Il lascito grillino di cui non ci libereremo mai. A sei anni dal varo del superbonus, il provvedimento simbolo del governo Conte continua a chiedere un conto sempre più salato. Non solo allo Stato, che secondo le recenti stime ha già sopportato un onere di circa 131 miliardi di euro, ma anche al mercato immobiliare e ai singoli proprietari. Per quanto riguarda le truffe ossia l’indebita percezione di risorse pubbliche, la Cassazione ha scelto una linea severa con effetti che possono allargarsi ben oltre il singolo credito inesistente. Il vice-responsabile nazionale del Dipartimento Imprese e mondi produttivi di Fratelli d’Italia, Lino Ricchiuti, ci spiega come il Superbonus rappresenti una calamità senza fondo: non più una mera vicenda di finanza pubblica, ma problema concreto per famiglie, proprietari, condomini.
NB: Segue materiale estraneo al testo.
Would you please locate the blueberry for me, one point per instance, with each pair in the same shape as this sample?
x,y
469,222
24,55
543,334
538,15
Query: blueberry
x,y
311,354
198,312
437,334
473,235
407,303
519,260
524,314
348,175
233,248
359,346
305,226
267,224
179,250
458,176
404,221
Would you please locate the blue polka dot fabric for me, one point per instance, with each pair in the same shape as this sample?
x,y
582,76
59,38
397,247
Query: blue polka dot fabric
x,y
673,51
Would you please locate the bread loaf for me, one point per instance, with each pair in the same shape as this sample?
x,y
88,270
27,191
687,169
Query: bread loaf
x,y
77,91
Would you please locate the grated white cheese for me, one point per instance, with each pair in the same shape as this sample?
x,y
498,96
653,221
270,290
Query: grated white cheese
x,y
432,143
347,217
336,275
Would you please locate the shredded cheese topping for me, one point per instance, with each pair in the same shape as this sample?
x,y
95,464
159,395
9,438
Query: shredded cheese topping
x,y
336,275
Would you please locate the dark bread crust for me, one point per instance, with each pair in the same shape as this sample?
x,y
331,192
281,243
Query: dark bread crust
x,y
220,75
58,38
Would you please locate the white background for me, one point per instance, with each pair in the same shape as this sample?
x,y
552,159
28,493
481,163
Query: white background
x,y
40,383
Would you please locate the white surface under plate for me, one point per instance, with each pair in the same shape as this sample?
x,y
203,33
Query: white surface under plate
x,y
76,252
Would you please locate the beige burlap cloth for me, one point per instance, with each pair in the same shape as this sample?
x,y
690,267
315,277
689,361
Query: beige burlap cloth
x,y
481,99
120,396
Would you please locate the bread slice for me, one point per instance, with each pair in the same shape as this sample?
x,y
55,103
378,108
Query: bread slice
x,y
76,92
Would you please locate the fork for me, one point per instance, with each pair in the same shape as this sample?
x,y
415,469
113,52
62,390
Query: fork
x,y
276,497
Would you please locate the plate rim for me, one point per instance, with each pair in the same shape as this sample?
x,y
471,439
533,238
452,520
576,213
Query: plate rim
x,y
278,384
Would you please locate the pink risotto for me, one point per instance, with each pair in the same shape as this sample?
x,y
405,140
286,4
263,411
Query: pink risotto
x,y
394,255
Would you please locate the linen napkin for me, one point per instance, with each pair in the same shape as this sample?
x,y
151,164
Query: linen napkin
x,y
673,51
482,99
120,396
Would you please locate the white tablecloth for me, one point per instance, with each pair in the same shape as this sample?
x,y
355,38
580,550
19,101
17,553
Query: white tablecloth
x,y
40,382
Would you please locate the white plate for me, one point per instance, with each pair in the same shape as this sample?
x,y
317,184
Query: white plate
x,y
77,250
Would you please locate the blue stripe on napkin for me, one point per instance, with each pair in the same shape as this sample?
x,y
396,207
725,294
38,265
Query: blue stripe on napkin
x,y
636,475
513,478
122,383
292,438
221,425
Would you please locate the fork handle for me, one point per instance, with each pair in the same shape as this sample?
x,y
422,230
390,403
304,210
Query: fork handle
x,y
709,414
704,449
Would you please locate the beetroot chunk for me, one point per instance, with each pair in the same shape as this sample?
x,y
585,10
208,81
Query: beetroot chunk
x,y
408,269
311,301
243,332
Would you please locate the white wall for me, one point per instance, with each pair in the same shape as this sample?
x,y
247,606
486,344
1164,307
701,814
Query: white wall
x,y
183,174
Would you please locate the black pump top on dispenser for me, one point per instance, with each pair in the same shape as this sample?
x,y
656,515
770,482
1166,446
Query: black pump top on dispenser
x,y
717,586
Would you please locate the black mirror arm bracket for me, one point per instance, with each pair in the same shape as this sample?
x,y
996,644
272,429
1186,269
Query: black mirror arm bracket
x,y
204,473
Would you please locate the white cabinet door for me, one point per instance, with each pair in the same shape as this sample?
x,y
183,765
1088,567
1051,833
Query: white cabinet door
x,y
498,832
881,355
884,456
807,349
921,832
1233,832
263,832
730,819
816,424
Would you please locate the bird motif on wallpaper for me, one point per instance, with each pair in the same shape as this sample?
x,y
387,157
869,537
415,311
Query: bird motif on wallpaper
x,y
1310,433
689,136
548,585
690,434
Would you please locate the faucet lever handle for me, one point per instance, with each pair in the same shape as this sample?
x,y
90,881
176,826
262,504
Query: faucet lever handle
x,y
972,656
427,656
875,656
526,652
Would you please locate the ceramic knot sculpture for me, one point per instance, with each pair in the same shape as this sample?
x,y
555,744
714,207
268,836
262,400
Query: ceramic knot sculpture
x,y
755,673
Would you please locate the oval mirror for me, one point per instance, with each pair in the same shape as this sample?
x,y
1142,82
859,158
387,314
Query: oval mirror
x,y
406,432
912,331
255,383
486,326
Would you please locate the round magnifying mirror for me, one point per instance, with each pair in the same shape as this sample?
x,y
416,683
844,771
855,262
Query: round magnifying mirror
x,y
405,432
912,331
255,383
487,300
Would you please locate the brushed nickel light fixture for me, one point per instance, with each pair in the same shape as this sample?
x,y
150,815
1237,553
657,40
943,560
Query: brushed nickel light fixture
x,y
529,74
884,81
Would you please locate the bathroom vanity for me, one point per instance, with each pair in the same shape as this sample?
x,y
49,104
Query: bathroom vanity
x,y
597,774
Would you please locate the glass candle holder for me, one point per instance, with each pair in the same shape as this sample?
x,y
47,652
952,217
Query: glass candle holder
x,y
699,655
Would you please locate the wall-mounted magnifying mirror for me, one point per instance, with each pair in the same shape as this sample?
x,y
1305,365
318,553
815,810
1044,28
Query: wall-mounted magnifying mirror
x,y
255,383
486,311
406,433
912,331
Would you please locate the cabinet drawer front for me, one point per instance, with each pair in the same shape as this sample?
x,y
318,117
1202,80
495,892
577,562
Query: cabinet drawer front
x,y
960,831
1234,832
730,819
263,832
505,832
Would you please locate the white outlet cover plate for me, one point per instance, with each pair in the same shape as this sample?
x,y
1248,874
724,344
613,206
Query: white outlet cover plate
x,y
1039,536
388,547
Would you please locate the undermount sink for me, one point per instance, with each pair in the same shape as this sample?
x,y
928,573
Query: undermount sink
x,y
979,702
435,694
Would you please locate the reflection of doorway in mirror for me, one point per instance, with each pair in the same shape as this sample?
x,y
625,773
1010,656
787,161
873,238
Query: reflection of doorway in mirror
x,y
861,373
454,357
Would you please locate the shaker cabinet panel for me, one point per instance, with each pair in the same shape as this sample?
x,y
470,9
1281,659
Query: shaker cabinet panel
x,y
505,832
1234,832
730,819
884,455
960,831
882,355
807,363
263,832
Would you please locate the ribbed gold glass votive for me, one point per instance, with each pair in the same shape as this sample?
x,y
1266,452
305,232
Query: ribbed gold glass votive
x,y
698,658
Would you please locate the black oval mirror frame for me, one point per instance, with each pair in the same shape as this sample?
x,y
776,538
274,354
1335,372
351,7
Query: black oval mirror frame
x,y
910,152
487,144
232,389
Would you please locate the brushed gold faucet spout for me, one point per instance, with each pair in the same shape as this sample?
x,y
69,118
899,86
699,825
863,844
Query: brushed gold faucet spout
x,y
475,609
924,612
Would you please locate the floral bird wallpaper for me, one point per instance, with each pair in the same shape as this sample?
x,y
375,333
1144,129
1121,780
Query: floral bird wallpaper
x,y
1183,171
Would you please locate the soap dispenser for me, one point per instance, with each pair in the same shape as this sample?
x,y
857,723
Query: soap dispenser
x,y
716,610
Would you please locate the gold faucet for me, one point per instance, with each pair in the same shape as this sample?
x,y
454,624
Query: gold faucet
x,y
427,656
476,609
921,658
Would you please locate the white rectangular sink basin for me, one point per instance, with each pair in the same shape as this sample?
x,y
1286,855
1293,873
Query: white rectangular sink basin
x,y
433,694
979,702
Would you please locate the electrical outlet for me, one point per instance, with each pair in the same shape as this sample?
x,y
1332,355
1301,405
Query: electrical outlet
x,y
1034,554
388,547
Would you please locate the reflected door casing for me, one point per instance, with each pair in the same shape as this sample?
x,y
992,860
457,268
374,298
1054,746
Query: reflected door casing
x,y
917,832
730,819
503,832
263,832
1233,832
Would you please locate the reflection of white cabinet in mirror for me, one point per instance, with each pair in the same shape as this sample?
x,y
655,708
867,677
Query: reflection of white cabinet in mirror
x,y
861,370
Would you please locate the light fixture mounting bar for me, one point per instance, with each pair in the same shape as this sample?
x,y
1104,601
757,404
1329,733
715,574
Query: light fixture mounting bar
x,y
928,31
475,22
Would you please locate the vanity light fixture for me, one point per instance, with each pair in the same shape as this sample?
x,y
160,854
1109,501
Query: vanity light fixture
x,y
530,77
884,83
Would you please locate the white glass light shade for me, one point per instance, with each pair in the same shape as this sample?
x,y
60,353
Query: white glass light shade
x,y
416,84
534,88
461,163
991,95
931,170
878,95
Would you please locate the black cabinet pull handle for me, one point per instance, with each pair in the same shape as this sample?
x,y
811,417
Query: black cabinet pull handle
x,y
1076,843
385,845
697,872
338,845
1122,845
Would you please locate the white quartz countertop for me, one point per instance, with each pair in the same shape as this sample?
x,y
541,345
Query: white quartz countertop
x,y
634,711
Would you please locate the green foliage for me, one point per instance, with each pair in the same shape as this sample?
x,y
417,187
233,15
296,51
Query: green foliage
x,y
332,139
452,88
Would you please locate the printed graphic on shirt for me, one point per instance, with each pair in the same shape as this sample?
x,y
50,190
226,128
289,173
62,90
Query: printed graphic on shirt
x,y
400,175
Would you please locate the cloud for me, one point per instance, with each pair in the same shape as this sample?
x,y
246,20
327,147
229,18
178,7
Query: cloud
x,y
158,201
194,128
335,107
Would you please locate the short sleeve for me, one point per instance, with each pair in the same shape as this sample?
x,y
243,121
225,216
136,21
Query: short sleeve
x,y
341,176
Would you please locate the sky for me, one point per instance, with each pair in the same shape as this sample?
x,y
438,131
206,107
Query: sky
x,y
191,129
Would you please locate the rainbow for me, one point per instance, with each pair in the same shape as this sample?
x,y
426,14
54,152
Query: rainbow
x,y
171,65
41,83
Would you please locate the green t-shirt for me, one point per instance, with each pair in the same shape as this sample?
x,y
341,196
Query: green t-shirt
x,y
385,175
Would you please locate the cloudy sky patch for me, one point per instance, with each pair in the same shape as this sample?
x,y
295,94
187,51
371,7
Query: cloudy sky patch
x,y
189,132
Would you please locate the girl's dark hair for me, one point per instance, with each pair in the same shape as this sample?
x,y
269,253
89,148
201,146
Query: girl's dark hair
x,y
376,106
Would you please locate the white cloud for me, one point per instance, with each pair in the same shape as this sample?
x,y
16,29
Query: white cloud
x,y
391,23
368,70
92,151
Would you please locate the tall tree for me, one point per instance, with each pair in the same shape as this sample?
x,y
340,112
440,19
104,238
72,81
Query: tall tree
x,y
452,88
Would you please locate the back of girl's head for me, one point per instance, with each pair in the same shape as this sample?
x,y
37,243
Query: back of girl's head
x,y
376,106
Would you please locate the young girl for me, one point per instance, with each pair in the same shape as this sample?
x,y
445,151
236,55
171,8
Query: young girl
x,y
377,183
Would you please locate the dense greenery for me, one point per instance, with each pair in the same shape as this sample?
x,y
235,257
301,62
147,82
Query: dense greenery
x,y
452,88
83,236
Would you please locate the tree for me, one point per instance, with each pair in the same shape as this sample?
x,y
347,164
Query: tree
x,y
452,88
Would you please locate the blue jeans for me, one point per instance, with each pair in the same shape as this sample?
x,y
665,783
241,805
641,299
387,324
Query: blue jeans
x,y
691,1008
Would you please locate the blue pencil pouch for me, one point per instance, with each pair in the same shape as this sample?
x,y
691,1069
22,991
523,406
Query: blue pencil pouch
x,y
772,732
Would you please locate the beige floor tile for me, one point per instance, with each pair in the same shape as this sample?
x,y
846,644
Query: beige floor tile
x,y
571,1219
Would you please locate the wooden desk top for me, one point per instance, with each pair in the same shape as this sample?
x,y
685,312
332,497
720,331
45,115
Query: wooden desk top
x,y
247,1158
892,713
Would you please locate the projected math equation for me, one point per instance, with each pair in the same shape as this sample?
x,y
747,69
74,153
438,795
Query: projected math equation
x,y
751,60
Il Superbonus continua a colpire, non solo le casse dello Stato
“La Corte di Cassazione ha aperto la strada alle confische sui beni dei proprietari coinvolti in contenziosi legati al Superbonus, anche su beni che non hanno nulla a che fare con i lavori eseguiti. Una casa, un conto corrente, un’attività commerciale: tutto può essere aggredito. E questo non riguarda solo chi ha truffato lo Stato. Ma anche chi ha fatto i lavori in buona fede e si ritrova con un vizio procedurale, un’asseverazione difettosa, un materiale non conforme usato dall’impresa”. Un quadro funesto. “Cittadini che pensavano di aver fatto la cosa giusta e che oggi rischiano di vedersi sequestrare il patrimonio. Questo è il lascito di una norma scritta malissimo dal Movimento 5 Stelle”, spiega Ricchiuti .
Quindi il responsabile del Dipartimento Imprese e mondi produttivi di Fratelli d’Italia tira le somme. “I dati ufficiali Enea certificano al 28 febbraio 2026 un onere a carico dello Stato di quasi 131 miliardi di euro, quando la previsione iniziale era di una trentina di miliardi. A questo si aggiungono 9,3 miliardi di crediti falsi già accertati dalla Guardia di Finanza. Secondo lo studio numero 860 della Banca d’Italia del 17 giugno 2024, il costo netto del Superbonnus – tolte le maggiori entrate fiscali generate – è di circa 100 miliardi di euro. I ricercatori di Via Nazionale scrivono che la misura è lontana dal ripagarsi da sola”. Conte fa lo slalom gigante quando si tratta di assumersene le responsabilità politiche, ma i numeri non mentono.
La mannaia Superbonus, FdI: Cosa deve fare chi compra casa
“Una legge costruita senza controlli, senza paletti, senza una struttura giuridica seria produce danni. Che si moltiplicano negli anni e che ricadono su persone che non hanno fatto nulla di sbagliato. Il Movimento 5 Stelle ha illuso milioni di italiani con il ‘gratis per tutti‘. E oggi quella illusione si trasforma in procedimenti penali, sequestri patrimoniali e mercato immobiliare avvelenato”. Chi infatti oggi intende acquistare casa deve preoccuparsi di tanti aspetti:
“Deve controllare se ci sia passato un cantiere Supebonus- spiega Ricchiuti-. Perché il rischio giuridico si trasferisce con l’atto di vendita. Il M5S deve assumersi la responsabilità politica di tutto questo. Ha scritto la norma, l’ha blindata quando si poteva ancora correggere, ha impedito interventi seri. Adesso gli italiani ne pagano il conto, e non hanno ancora finito”. Va chiarito -aggiunge- che il governo Meloni non ha nulla a che fare con questa sentenza. La Cassazione è organo autonomo e indipendente dall’esecutivo. Se oggi i cittadini rischiano il sequestro dei beni è perché il M5S ha scritto una norma piena di buchi: sono quelle storture che finiscono davanti ai giudici, non decisioni politiche del governo”.